"Yet your father is happy," continued Laura, "for he has brought up a son to whom it is scarcely a sacrifice to be deprived of what appears to other men the highest happiness. For whom had your dear parents amassed money but for you? Now you may show them how free and great you rise above these anxieties for perishable metal."

"If I feel the misfortune of this day to my own life," said the Doctor, "it is only for the sake of another."

"If it could comfort you, my friend," exclaimed Laura, with an outburst of feeling, "I will tell you today that I hold true to you, whatever may happen."

"Dear Laura!" cried the Doctor.

Her voice sang softly in his ear like a bird:

"I am glad, Fritz, that you care for me."

Fritz laid his cheek tenderly on her hand.

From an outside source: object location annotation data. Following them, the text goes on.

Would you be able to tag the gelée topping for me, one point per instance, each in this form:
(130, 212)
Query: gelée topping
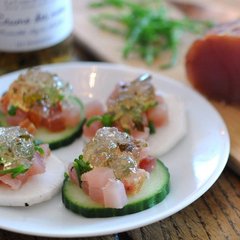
(37, 87)
(114, 149)
(16, 147)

"I will endeavor not to be unworthy of you," continued Laura. "I have long tried in secret all that I, a poor maiden, can do, to free myself from the trivial follies that trouble our life. I have considered fully how one can keep house with very little, and I no longer spend money on useless dress and such rubbish. I am anxious also to earn something. I give lessons, Fritz, and people are satisfied with me. One requires little to live upon, I have found that out. I have no greater pleasure in my room than the thought of making myself independent. That is what I have wished to express briefly to you to-day. One thing more, Fritz; if I do not see you, I always think of and care about you."

Fritz stretched out his arms towards her, but she withdrew herself from him, nodded to him once more at the door, then flew swiftly across the street back to her attic room.

There she stood in the dark with beating heart; a pale ray of light gleamed through the window and lighted up the shepherd pair on the inkstand, so that they seemed to hover illuminated in the air. This day Laura did not think of her secret diary, she looked towards the window where her loved one sat, and again tears gushed from her eyes; but she composed herself with quick decision, fetched a light and a jug of water from the kitchen, collected her lace collars and cuffs and soaked them in a basin--she could do all this herself too. It was another little saving, it might sometime be of use to Fritz.